The UFL’s relative success can arguably be attributed to its strategy of complementing the NFL, rather than attempting to compete with the most popular sport in America. After all, besides the NCAA, the NFL has lacked a feeder system since the owners shut down NFL Europe. The UFL appeared to be on its way to filling that void.
But a clause in the UFL players’ contract may threaten the league’s complementary position to the NFL, and ultimately, the league’s success. As Mike Florio of Pro Football Talk has covered in detail, the UFL contracts include a transfer fee. Should an NFL team wish to sign a UFL player to its active roster (practice squad signings do not trigger the fee), it must pay the UFL $150,000.
Apparently players signed this contract with the knowledge that, last season, the UFL waived its transfer fees for the 43 players who signed with NFL teams. Following this season the UFL has been unwilling to waive the transfer fee, and no UFL players have been signed to the active roster of an NFL team. As a result, the UFL has received some negative publicity from its players, including Lorenzo Booker of the Hartford Colonials. Booker boycotted the Colonials final game in protest of the rule.
Here are a few observations on the transfer fee and the resulting controversy:
- UFL players are generally bound by the terms of the contracts they signed, regardless of whether the league chose not to enforce the transfer fee last season, or whether the UFL made oral assurances to the players that the fee would be waived. As a rule of law, a written contract cannot be altered by oral terms not committed to writing.
- As mentioned on Pro Football Talk, the UFL could threaten the NFL with an antitrust claim should no team add a UFL player to its active roster.
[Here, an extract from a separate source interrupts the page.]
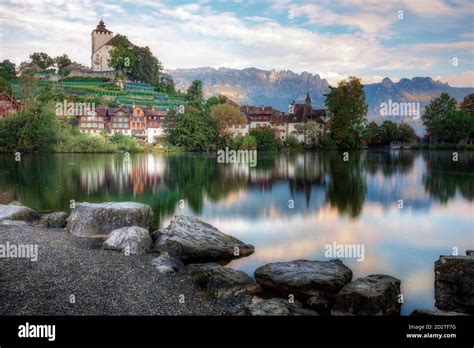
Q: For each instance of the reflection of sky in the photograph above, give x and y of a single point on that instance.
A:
(404, 245)
(404, 242)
Of course, the USFL prevailed over the NFL in an antitrust suit in 1986 and was awarded $1, which was trebled to $3. The league subsequently folded.
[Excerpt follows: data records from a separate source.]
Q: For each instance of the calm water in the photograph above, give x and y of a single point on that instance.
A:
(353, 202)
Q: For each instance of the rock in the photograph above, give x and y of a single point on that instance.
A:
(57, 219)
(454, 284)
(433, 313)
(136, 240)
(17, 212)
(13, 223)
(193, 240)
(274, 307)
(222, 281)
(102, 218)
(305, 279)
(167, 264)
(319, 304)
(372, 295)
- Is the UFL’s position reflective of the labor situation in the NFL? Perhaps the UFL wants to keep its best players for next season, in case it is the only game in town. Of course, the UFL may merely be trying to recover some of its costs.
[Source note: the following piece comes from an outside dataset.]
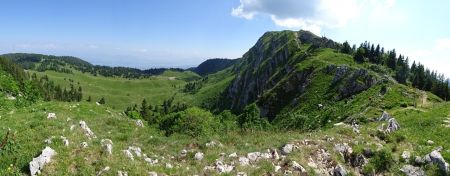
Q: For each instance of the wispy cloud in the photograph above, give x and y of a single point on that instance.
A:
(311, 15)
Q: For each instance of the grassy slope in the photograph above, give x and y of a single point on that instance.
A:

- The UFL has successfully recruited quarterbacks with NFL experience, such as J.P. Losman, Daunte Culpepper, Jeff Garcia and Hartford’s Josh McCown. If these established players find that the UFL presents a hurdle to returning to the NFL, the UFL will likely have a less talented player pool from which to draw. Established players may find it more advantageous to wait for a call from a NFL team rather than contractually obligating themselves to the UFL and its transfer fee.